Would Billy Beane like EdgePoint? – 1st quarter, 2018
“People are always blaming their circumstances for what they are. I don't believe in circumstances. The people who get on in this world are the people who get up and look for the circumstances they want, and if they can't find them, make them.”
─ George Bernard Shaw, Mrs. Warren's Profession
I recently watched the movie Moneyball with my son. The reason I wanted him to see it had nothing to do with baseball and everything to do with great life lessons. At the heart of the story is Billy Beane, general manager of the Oakland A’s – a small-market team with a limited budget that has just lost three star players to free agency and needs to overcome significant obstacles to build a winning franchise. To accomplish this goal, Beane realizes he needs to do something unconventional. He hires a young Yale economics graduate, Paul DePodesta, who evaluates players using statistical measures that hadn’t traditionally mattered to baseball scouts and managers. Beane goes all in on this new approach and as the season progresses faces reproach from his scouts, on-field manager and the media. It’s obvious doubt creeps in for both Beane and DePodesta at times and the movie exudes all the tension and anxiety swirling around Beane as he’s left to dangle in the wind.

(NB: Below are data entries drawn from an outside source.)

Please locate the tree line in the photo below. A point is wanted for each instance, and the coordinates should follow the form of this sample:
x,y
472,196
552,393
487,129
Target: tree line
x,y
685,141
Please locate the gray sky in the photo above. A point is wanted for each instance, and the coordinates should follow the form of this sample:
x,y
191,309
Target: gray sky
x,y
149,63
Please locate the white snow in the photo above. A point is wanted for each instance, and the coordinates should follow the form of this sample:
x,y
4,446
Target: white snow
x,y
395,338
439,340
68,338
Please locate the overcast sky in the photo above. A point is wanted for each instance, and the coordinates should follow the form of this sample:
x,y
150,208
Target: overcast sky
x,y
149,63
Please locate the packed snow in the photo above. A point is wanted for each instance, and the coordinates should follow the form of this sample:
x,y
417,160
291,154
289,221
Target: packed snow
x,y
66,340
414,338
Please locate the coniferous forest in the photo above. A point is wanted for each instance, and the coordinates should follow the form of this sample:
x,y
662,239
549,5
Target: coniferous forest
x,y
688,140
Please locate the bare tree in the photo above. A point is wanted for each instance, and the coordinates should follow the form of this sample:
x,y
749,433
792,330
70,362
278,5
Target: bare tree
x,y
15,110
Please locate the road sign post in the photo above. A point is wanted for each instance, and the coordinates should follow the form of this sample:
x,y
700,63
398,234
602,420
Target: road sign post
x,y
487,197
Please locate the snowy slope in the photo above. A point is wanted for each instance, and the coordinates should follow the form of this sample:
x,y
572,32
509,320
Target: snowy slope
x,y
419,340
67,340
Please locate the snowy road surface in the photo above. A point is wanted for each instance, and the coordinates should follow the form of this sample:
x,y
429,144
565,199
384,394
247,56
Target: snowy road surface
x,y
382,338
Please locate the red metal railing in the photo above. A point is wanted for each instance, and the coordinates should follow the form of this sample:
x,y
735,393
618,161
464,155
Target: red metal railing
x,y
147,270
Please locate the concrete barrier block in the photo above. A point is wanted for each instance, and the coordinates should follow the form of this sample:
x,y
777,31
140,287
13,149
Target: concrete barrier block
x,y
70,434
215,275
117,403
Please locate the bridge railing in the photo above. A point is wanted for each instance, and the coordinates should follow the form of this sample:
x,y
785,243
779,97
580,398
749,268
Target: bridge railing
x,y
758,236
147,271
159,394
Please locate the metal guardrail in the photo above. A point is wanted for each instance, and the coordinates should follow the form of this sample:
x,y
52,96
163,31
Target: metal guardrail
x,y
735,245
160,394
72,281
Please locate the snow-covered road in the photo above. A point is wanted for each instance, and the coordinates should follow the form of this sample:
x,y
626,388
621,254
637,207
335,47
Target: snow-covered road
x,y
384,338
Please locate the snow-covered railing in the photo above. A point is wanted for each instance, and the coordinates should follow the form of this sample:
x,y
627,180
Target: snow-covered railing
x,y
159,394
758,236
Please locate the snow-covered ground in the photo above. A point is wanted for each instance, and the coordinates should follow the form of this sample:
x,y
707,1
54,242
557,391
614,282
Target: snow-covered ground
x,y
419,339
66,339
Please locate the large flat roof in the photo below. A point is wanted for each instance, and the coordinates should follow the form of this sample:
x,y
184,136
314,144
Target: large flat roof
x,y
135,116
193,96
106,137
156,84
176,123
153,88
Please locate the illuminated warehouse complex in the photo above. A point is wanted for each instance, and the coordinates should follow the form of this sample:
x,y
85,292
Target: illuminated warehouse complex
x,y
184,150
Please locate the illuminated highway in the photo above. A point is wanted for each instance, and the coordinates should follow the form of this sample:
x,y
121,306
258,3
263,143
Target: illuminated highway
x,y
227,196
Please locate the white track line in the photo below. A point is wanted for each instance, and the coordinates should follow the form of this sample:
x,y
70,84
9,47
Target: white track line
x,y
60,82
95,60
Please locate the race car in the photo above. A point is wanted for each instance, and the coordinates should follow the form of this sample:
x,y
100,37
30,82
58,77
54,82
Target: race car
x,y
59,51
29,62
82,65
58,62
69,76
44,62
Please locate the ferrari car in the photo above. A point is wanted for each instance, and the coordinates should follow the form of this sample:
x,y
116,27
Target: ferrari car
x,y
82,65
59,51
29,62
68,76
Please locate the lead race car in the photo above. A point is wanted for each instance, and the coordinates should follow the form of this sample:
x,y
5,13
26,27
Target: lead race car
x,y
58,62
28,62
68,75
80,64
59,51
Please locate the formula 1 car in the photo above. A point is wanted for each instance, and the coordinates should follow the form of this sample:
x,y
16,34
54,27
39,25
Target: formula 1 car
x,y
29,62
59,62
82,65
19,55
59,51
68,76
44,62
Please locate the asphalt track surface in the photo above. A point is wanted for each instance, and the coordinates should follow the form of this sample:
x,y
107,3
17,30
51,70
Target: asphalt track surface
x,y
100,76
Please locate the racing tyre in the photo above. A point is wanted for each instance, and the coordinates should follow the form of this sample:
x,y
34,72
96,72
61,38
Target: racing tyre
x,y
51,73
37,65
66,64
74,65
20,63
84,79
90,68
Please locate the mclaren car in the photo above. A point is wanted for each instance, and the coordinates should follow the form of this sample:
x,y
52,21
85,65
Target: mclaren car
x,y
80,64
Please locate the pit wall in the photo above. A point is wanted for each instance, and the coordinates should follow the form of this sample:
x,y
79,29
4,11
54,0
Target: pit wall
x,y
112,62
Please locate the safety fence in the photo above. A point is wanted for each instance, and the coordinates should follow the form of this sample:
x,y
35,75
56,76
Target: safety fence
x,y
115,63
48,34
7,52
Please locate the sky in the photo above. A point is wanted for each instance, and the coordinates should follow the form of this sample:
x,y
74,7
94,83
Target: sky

Beane sticks with his revolutionary approach and in the second half of the 2002 season achieves success with an American League record 20-game winning streak and a first place division finish. Because Beane upsets baseball’s establishment by breaking with tradition, he’s not given credit for the success. The media instead focuses on the field manager, Art Howe, and individual player effort. The movie includes many important life lessons (as does the book, Moneyball: The Art Of Winning An Unfair Game) but to me the core message is to live your life fully and without regret by adapting to what it gives you and creating your own circumstances. This is something I try to instill in my children every day.
While compromise is often critical in life, there are times when being uncompromising is integral to long-term success. Our approach to investing is uncompromising. Our belief in it stems from the many years it has achieved superior investment returns. We’ve no doubt there will be times when it doesn’t work as well as other investment approaches. Achieving superior investment returns every day, month, quarter or year is an unattainable goal so probably not worth chasing. What’s more easily attainable is having an investment process that we’re confident in, apply every day and that we believe will lead to superior investment results over a ten-year period.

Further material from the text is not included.